|Start Date / Time||January 15, 2020 at 9:00 AM|
|End Date / Time||January 15, 2020 at 10:00 AM|
|Location||9455 MRB IV|
|Presenter Name||Maureen Gannon, Ph.D.|
|Presentation Title||Dissecting roles of the Pdx1 C-terminal in pancreas development and beta cell proliferation|
|Status||This meeting has already occurred|
Transcriptional networks are critical to the proper development, differentiation, and expansion of pancreatic islet beta cells, working through enhancers and active promoters that form 3-dimensional hubs.

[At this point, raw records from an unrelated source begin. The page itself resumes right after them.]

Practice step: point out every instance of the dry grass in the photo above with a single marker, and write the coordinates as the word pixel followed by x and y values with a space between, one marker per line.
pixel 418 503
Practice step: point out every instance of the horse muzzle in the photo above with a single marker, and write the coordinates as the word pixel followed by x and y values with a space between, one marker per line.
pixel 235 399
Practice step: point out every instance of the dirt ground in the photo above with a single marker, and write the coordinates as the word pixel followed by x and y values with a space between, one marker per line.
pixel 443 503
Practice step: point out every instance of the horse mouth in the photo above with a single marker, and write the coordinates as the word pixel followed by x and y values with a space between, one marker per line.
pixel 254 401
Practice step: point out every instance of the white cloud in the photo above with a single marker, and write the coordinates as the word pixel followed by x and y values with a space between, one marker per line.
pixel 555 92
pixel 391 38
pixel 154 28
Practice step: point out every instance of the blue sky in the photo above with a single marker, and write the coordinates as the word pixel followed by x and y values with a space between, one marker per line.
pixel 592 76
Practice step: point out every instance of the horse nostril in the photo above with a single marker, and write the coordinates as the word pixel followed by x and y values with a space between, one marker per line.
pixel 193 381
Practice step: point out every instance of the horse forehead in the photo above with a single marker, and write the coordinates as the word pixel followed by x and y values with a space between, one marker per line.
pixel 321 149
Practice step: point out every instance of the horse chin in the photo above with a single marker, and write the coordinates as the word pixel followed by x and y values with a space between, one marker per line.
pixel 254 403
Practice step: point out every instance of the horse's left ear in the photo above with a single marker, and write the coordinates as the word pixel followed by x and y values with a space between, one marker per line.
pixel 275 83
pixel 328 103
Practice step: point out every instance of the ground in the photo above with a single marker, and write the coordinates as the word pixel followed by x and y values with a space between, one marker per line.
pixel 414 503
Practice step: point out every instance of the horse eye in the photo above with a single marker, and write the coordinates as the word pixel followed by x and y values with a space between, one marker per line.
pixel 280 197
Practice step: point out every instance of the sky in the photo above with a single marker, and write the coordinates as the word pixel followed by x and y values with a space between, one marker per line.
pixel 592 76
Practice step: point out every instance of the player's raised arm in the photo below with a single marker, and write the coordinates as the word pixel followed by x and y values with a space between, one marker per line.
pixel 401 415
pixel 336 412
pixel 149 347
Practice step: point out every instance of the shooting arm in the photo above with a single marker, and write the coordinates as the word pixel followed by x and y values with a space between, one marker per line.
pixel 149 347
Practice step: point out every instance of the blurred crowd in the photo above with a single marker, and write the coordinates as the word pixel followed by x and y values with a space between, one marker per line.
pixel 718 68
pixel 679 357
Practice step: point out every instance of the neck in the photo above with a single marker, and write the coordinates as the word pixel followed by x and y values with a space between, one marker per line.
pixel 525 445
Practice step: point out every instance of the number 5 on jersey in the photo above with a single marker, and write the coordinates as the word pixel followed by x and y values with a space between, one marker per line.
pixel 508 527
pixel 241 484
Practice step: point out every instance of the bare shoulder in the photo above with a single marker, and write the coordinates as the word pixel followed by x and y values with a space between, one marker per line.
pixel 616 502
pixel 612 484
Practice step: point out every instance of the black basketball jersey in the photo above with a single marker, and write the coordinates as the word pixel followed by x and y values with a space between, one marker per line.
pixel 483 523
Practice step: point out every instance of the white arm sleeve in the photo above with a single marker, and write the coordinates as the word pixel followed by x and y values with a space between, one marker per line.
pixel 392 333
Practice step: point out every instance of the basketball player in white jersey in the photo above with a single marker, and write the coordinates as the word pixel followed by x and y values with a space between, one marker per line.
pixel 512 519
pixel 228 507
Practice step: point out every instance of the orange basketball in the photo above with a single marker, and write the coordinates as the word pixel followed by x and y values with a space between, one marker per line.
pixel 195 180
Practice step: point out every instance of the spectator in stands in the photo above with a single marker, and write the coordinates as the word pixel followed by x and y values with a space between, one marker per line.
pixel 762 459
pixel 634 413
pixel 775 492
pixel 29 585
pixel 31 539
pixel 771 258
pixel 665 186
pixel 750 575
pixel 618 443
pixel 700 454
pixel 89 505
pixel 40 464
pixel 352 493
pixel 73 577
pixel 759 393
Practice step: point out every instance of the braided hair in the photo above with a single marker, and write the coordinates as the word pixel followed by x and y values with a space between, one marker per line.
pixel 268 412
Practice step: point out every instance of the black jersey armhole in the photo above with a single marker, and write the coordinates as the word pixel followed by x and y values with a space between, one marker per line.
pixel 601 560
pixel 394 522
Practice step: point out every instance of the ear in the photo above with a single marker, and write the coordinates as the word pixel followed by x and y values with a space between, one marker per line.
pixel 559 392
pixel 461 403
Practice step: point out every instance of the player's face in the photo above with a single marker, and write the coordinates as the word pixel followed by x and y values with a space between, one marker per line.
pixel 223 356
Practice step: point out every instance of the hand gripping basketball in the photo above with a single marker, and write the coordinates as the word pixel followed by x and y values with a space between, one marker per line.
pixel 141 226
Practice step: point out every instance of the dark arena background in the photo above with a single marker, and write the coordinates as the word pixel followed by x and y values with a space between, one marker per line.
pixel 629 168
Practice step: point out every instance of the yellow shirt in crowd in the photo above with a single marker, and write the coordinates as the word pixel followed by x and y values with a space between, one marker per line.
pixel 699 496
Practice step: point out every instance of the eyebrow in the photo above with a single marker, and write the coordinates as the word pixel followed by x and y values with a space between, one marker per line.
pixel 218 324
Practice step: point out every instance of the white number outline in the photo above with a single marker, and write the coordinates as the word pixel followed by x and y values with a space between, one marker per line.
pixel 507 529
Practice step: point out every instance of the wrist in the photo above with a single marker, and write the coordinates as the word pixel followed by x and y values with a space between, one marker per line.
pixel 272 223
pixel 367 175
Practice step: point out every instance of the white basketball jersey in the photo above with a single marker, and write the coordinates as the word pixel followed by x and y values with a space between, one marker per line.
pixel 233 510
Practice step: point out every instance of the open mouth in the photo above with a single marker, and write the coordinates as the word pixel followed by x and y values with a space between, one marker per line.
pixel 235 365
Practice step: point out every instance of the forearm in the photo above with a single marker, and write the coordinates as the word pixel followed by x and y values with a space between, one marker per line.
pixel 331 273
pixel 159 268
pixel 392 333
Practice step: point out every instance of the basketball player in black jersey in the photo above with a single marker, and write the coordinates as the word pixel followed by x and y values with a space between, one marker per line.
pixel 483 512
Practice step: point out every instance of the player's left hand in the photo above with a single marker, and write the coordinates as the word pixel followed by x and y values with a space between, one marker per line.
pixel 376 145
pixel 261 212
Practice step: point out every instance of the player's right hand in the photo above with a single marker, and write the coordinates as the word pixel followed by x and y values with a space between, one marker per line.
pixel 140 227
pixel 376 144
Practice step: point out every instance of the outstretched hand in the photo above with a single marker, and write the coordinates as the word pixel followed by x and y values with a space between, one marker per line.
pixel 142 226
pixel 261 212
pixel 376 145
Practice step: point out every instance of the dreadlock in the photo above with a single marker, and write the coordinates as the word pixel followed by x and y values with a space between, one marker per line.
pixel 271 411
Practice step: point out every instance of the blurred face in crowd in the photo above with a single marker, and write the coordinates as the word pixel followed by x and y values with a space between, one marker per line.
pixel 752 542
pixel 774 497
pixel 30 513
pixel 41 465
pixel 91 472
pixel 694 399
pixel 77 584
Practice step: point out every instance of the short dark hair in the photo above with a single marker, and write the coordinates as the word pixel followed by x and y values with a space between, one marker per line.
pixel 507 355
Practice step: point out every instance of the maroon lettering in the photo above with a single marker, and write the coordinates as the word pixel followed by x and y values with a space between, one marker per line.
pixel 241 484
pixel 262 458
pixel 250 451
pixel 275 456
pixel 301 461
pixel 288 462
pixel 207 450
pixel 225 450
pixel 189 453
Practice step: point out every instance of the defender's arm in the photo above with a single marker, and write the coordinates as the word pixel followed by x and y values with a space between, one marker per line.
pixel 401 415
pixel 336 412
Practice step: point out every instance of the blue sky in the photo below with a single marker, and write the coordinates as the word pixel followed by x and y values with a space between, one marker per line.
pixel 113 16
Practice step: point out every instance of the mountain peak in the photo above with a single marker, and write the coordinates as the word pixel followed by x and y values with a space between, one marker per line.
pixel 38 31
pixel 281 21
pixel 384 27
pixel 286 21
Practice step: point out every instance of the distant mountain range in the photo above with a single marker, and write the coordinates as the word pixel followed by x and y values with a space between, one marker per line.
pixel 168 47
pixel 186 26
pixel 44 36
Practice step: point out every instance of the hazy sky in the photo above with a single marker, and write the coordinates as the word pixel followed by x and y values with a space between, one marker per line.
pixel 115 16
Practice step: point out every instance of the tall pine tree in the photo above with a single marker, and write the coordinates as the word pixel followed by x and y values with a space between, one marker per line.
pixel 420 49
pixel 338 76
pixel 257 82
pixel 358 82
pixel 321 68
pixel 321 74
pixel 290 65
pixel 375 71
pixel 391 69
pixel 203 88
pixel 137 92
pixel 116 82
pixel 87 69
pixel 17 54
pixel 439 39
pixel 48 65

The homeodomain transcription factor Pdx1 is a critical member of the beta cell transcriptional network during embryonic beta cell formation and postnatal life. Pdx1 is mutated in monogenic forms of human diabetes and plays critical roles in early pancreas specification, organ size and in beta cell formation, proliferation, and identity. Truncation of the C-terminal domain of PDX1 in vivo impacts organ size and leads to a dramatic reduction in the number of endocrine pancreas progenitors in mice. Notably, mutations in the C-terminus are associated with human type 2 diabetes. The C-terminus contains several key structural features, including low-glucose-dependent phosphorylation, competitive protein-protein interactions with SPOP/PCIF1 and OC1/HNF6, and a highly intrinsically disordered protein region with unknown function. Interactions with SPOP lead to PDX1 degradation while PDX1 and OC1 cooperate in multipotent progenitor cells to establish the endocrine pancreas gene program. Studies are underway to determine whether the structure and post-translational modification of the PDX1 C-terminus dictates its subcellular localization and interactions with cofactors necessary for pancreatic endocrine differentiation and for proper postnatal growth and function of beta cells.